Daccordo o d’accordo?
«Aquolina, acuolina o acquolina»? «Cuitanza, quietanza o quetanza»? «Coscienza, coscenza o cosscienza»? A porre queste domande, sul sito del Corriere della sera, una voce maschile, l’audio tratto dal dizionario di ortografia e pronunzia della Rai. Un dettato vero e proprio e la scelta fra tre risposte possibili. Un test di lingua italiana, insomma. Dedicato a chi? All’italica gente, a tutti noi.
La proposta fa seguito a quanto denunciato in una lettera al governo e al parlamento italiano qualche giorno fa da 600 docenti universitari, preoccupati e stanchi di correggere tesi dove gli strafalcioni linguistici si susseguono a iosa. “Ha” senza la acca, “qual’è” anziché “qual è”, il mancato o errato uso del congiuntivo, una erronea consecutio temporum.
Qualcuno in questi giorni ha invocato l’intervento di un novello maestro Manzi, l’insegnante che tra il ’60 e il ’68 alfabetizzò l’Italia con la trasmissione televisiva “Non è mai troppo tardi”. E forse Tullio De Mauro, il noto linguista italiano ed ex ministro recentemente scomparso, si rivolterebbe nella tomba nel leggere le tesi studentesche in questione… Ma non solo, visto che non pochi insegnanti delle scuole primarie e secondarie nel frattempo si ritrovano nei temi in classe “xkè, cmq, xò”, come da cellulare, anziché il corretto “perché, comunque, però…”. Ed è già tanto se trovano un seppur errato «daccordo» anziché una faccina o un pollice.
L’incapacità di usare correttamente la lingua italiana è diventata preoccupante.
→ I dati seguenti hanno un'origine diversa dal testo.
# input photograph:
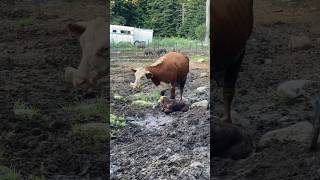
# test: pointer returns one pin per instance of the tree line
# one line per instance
(168, 18)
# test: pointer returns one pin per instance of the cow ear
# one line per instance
(133, 69)
(93, 77)
(76, 28)
(149, 75)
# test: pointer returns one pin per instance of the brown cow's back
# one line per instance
(231, 25)
(174, 68)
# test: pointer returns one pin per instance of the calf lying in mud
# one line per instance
(94, 44)
(229, 141)
(171, 105)
(172, 68)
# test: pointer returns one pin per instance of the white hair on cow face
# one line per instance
(139, 74)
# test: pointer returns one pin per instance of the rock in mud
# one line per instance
(229, 141)
(204, 74)
(202, 89)
(202, 104)
(301, 42)
(292, 88)
(299, 132)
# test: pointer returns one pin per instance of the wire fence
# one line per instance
(154, 50)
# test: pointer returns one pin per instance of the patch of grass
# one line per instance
(116, 121)
(8, 174)
(32, 177)
(91, 132)
(99, 108)
(21, 109)
(199, 58)
(25, 22)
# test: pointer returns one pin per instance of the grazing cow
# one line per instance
(94, 44)
(171, 105)
(148, 52)
(161, 51)
(171, 68)
(231, 25)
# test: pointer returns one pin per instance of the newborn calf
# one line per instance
(170, 105)
(94, 44)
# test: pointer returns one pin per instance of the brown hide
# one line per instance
(231, 25)
(173, 69)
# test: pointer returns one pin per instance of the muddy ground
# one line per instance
(154, 145)
(35, 49)
(268, 63)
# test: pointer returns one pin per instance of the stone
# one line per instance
(204, 74)
(292, 88)
(301, 42)
(299, 132)
(203, 104)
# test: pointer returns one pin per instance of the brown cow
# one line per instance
(231, 24)
(94, 43)
(172, 68)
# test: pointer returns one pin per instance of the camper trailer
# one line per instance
(130, 34)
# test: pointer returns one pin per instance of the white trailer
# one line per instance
(130, 34)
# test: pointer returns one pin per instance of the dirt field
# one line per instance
(35, 49)
(268, 63)
(154, 145)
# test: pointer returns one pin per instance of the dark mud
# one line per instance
(154, 145)
(268, 63)
(35, 49)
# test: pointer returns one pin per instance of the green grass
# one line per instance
(117, 121)
(25, 22)
(149, 96)
(99, 108)
(92, 132)
(8, 174)
(199, 58)
(177, 42)
(21, 109)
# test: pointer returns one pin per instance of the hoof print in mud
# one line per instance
(231, 142)
(171, 105)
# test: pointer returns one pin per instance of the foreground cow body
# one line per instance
(171, 68)
(231, 25)
(93, 41)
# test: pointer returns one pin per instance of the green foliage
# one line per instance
(99, 108)
(8, 174)
(116, 121)
(25, 22)
(200, 31)
(23, 110)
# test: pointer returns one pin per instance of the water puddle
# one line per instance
(151, 121)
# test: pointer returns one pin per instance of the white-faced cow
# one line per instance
(172, 68)
(231, 23)
(94, 44)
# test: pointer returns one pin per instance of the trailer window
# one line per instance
(125, 32)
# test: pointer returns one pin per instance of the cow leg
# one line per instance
(228, 94)
(173, 91)
(181, 88)
(230, 78)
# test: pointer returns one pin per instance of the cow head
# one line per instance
(139, 74)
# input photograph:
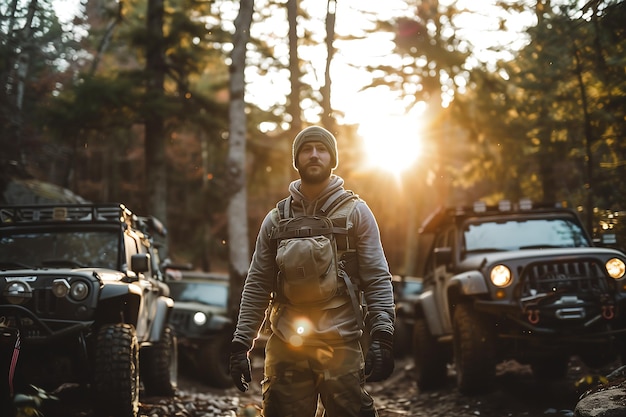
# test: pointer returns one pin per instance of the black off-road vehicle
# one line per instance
(514, 282)
(82, 301)
(203, 328)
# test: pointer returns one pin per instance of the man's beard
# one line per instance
(316, 178)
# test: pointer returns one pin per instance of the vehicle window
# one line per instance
(132, 247)
(205, 293)
(60, 249)
(527, 234)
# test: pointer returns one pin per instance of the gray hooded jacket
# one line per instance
(332, 324)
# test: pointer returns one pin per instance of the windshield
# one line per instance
(201, 292)
(523, 234)
(72, 249)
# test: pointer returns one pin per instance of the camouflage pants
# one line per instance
(296, 377)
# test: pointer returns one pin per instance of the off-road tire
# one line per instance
(158, 366)
(116, 371)
(474, 351)
(429, 358)
(213, 361)
(550, 368)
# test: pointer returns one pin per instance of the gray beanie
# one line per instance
(315, 134)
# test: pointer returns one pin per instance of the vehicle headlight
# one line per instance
(501, 276)
(199, 318)
(18, 292)
(79, 290)
(616, 268)
(60, 288)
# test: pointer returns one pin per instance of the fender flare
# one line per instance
(163, 309)
(427, 308)
(467, 284)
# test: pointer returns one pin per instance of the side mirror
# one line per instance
(140, 263)
(443, 255)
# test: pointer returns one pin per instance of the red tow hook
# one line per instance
(608, 312)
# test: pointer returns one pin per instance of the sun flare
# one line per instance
(392, 142)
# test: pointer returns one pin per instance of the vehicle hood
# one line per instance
(480, 260)
(194, 306)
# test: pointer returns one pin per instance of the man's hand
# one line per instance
(379, 362)
(239, 367)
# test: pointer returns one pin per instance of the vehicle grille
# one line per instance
(579, 277)
(44, 302)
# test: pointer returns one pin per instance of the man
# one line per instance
(314, 349)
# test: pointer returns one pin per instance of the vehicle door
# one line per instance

E non si sa fino a che punto si tratti solo di impreparazione nell’uso della lingua scritta o anche di difficoltà ad elaborare pensieri di senso compiuto.
Malfunzionamento di certa scuola italiana? Impreparazione dei maestri e dei professori? Responsabilità dell’eccesso di immagini in tv? Ragionamenti indotti dal modo di funzionare per schermate e link di Internet? Le ragioni sono ovviamente molteplici. La proposta della ministra della Pubblica Istruzione, Valeria Fedeli, in risposta alla lettera dei 600, dice tra il resto: «Con la Federazione della stampa porteremo i giornali nelle classi».
La proposta non è certo nuova – altri l’hanno fatto già con un certo successo – ma ha una sua ragion d’essere, anche se a scuola dovrebbero forse essere piuttosto rivalutati Dante, Calvino e Ariosto che le cronache de il Messaggero o de la Repubblica. Ma in quanto editori, tra il resto di una rivista fatta dai ragazzi per i ragazzi – Teens si chiama, che di recente, alla XII edizione del Premio Nazionale “Città di Chiavari”, assegnato ogni anno al miglior giornalino per ragazzi, ha ottenuto una menzione speciale per «le migliori interviste e per lo spazio riservato alla scrittura dei ragazzi» –, possiamo confermare quanto nasce dalla nostra piccola esperienza: offrire agli adolescenti uno spazio di lettura e di racconto della realtà potenzia la capacità di scrittura, e quindi anche la correttezza del linguaggio usato dai ragazzi rispettando tutte (o quasi) le sue regole ortografiche, sintattiche e grammaticali. Occorre investire tempo e professionalità, è vero, ma i risultati sono incoraggianti. Capita così che la lettura in classe di un articolo di Teens susciti riflessioni approfondite e addirittura alla produzione di articoli, trasformando i ragazzi da lettori a redattori.